The crisis started with the January 1164 ratification of King's preferred national code of conduct, really a restoration of many practices normal in the reign of Henry I, at the Council of Clarendon. However, the Church had accrued an increased social and judicial power in the period of anarchy between the two Henries. Archbishop Becket, backed by his Bishops, rejected 'The Constitutions of Clarendon' because they limited that power. The breach between King and Archbishop became so serious that nine months later, following the Council of Northampton (October 1164), Becket was tried and found guilty of feudal disobedience. This brought into the open the issue of the primacy of Becket's fealty as a former Chancellor to the feudal chain of command or his fealty to 'God' through the Church. Since the trial was conducted within a feudal context, Becket justifiably feared for his life and he made a night time escape to Grantham. He was in voluntary exile in Europe within the month.

The King was not in the wrong as far as the restoration of national order was concerned. The absence of leading aristocrats on the crusades and the confusion created by the civil war had resulted in a considerable degree of continuing lawlessness. An enforceable legal structure that was national (and therefore royal) in scope was required to ensure order and order was, on balance despite its oppressive and brutal nature, mostly in the best interests of the people. Henry ordered an enquiry into the rise of criminality (shades here of periodic modern state panics about such things) and, at the Assize of Clarendon (1166), he introduced reforms that shifted the legal system from one dominated by ordeal or combat to one dominated by evidence-gathering and the jury operating under oath although the process, even here, was to be gradual. Some minor elements of the older Germanic system of trial by strength rather than the Roman system of 'justitia' would persist into the early nineteenth century. Power was to be transferred from local barons to appointed royal judges but the same process threatened to bring the sixth of the population classed as clergy under royal jurisdiction. In this matter, the Church was deeply reactionary, as much as the barons who were to try to claw back their power under King John (it is perhaps ironic that the reactionary Magna Carta is seen now as such a progressive document when this was never its intention).

It is at this point that Becket decided to return to Canterbury in December 1170, only to be murdered at the end of that month by four of Henry II's knights (Reginald Fitzurse, William de Tracy, Hugh de Morville and Richard Le Breton), almost certainly on Henry's orders. If this was an attempted coup against the English Church, it failed because Henry had underestimated the ideological power of the Church and its ability to disrupt the system of fealty owed to the Crown through proferring an alternative legitimacy based on the magical thinking of Judaeo-Christianity to which the vast majority of the population was culturally bound. A secure royal system was now at the point of potential destabilisation. Henry, who was clearly no fool even if he had miscalculated on this occasion or perhaps had lost control of his own retainers, was quick to change course, understanding that, at the end of the day, the Church needed the Crown as much as the Crown needed the Church.

There was no benefit or possibility for a medieval monarch in trying to create early modern monarchical absolutism against a Church that mediated between it (the Crown) and what passed for the middle classes and which acted as restraint on any number of minor and major barons ready to go back to the life of plunder that they had enjoyed in the recent Civil War.

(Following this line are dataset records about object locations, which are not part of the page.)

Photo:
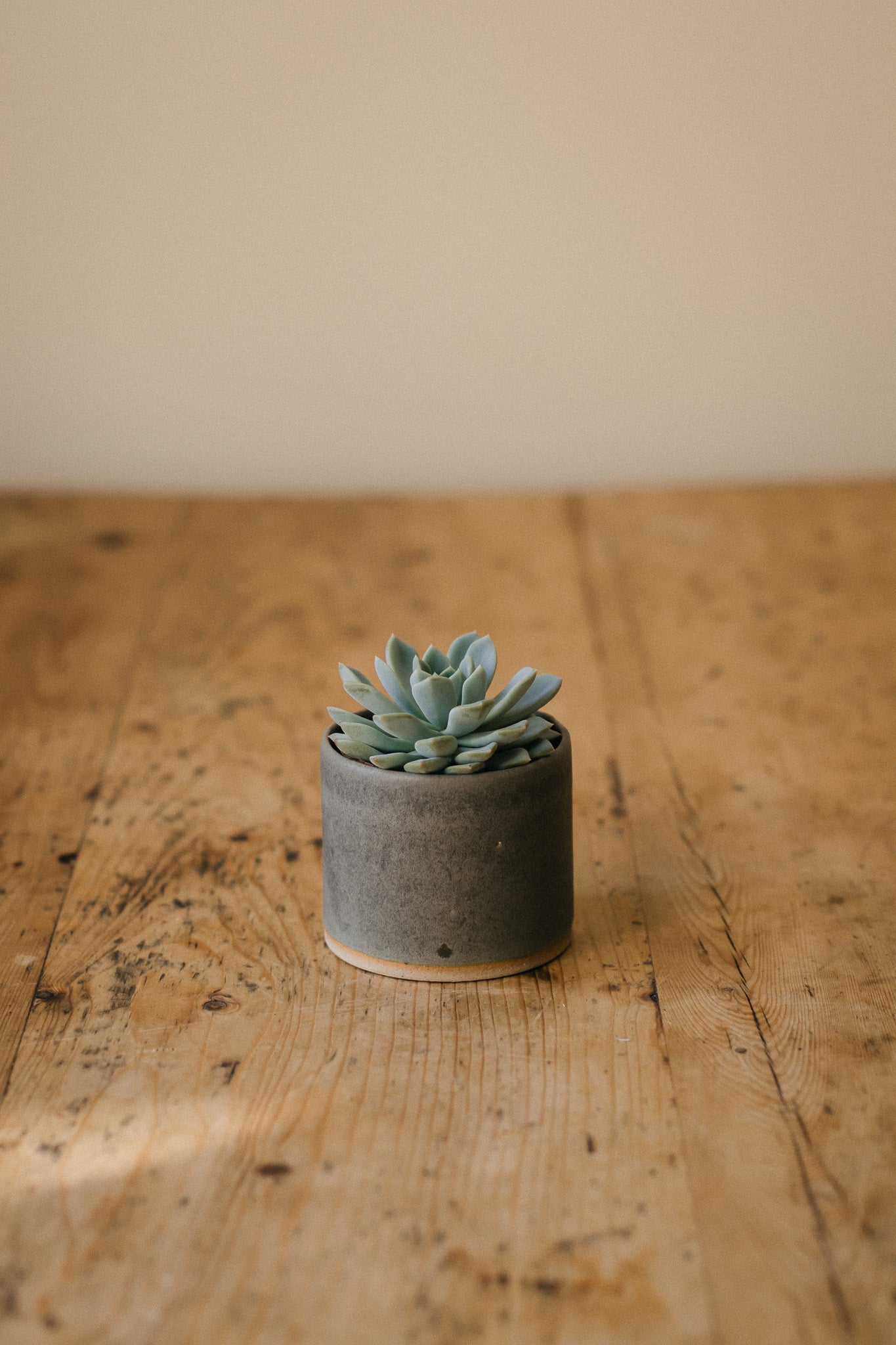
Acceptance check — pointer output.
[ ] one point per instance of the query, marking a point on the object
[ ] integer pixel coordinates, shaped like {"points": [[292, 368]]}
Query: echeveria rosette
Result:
{"points": [[436, 716]]}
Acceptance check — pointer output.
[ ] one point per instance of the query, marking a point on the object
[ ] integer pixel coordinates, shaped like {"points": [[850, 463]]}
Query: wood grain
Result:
{"points": [[215, 1132], [748, 645], [75, 585], [680, 1132]]}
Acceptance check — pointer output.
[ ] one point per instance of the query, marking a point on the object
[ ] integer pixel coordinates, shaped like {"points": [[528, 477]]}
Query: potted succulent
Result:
{"points": [[448, 818]]}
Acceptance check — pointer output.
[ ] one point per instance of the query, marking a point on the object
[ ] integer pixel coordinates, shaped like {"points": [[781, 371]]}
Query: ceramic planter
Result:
{"points": [[435, 877]]}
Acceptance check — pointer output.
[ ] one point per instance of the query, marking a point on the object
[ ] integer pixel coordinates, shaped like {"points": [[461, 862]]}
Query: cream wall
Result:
{"points": [[336, 246]]}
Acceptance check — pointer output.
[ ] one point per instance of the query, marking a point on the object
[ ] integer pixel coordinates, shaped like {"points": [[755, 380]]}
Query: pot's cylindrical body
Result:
{"points": [[448, 877]]}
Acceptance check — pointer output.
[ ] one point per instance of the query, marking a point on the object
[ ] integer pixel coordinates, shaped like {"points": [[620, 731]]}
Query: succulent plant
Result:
{"points": [[436, 713]]}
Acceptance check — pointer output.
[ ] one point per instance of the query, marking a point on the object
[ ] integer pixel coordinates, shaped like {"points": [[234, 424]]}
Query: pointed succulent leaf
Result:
{"points": [[441, 745], [511, 757], [436, 661], [381, 741], [476, 686], [393, 761], [457, 649], [436, 697], [476, 753], [395, 688], [536, 730], [406, 726], [350, 748], [426, 766], [542, 690], [345, 716], [366, 694], [516, 688], [482, 653], [400, 658], [499, 736], [467, 718]]}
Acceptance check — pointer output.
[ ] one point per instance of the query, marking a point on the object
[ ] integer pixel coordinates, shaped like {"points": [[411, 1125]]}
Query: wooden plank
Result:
{"points": [[748, 640], [75, 581], [215, 1132]]}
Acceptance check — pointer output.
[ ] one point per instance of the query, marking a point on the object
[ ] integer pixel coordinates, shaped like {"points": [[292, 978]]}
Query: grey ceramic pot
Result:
{"points": [[448, 877]]}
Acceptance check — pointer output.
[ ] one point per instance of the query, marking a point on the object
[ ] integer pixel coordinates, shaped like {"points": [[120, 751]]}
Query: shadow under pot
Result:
{"points": [[435, 877]]}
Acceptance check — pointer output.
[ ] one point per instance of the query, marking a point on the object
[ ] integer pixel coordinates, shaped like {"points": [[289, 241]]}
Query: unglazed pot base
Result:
{"points": [[477, 971]]}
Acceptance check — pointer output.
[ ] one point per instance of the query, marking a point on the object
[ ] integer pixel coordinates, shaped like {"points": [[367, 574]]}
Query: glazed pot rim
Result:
{"points": [[437, 779]]}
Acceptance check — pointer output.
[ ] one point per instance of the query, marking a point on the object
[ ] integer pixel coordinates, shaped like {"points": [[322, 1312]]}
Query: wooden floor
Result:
{"points": [[214, 1133]]}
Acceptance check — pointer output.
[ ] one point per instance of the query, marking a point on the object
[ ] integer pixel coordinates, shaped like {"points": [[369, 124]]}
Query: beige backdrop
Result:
{"points": [[417, 245]]}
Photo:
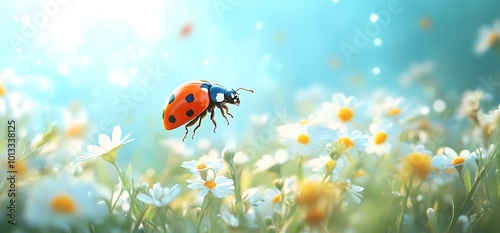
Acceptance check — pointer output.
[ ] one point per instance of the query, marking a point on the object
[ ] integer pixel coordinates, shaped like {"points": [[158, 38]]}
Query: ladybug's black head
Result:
{"points": [[231, 97]]}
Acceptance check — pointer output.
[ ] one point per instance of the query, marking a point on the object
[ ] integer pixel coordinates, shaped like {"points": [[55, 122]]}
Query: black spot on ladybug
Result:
{"points": [[190, 98], [171, 119], [172, 98]]}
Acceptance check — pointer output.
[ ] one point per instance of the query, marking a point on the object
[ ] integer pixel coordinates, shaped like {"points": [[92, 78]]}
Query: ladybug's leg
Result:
{"points": [[218, 105], [212, 117], [201, 116], [227, 109], [189, 125]]}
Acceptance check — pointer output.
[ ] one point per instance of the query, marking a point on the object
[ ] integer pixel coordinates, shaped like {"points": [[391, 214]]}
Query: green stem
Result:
{"points": [[468, 198], [117, 198], [407, 195], [300, 175], [141, 218], [204, 207]]}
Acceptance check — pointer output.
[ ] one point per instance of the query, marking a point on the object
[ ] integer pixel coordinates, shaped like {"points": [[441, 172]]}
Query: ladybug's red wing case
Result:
{"points": [[184, 104]]}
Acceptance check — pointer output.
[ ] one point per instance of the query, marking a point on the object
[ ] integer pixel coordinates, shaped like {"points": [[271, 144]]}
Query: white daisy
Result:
{"points": [[488, 38], [394, 109], [229, 219], [159, 196], [198, 166], [384, 134], [267, 161], [301, 138], [63, 202], [340, 113], [107, 147], [352, 141], [220, 186], [325, 162], [352, 190], [450, 158]]}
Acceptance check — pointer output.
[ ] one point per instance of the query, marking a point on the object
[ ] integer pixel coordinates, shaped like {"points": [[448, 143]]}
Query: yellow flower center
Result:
{"points": [[303, 139], [420, 164], [457, 161], [346, 186], [331, 164], [347, 142], [277, 198], [75, 130], [2, 90], [394, 111], [201, 166], [345, 114], [315, 216], [20, 167], [493, 39], [360, 173], [380, 138], [63, 204], [309, 193], [210, 184]]}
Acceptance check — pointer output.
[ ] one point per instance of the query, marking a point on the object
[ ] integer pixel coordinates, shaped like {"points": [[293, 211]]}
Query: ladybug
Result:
{"points": [[192, 101]]}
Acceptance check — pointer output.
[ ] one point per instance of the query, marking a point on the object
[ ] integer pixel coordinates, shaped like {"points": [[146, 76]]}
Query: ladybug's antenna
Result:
{"points": [[244, 89]]}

Not for the first time, the Church created a link between itself and the people and pacified popular feeling by creating a cult around Becket at Canterbury Cathedral where a shrine in the crypt recorded 14 miraculous cures within months. The boil of potential for instability was lanced by the King offering contrition for the acts of his agents and the Church exploited the situation to halt the drive against its privileges. In return, the Church then played its role in dampening down popular discontent by diverting it into the opiate of cultism. Things haven't changed much since the Angevin era if you substitute the terms State for Crown and Media for Church.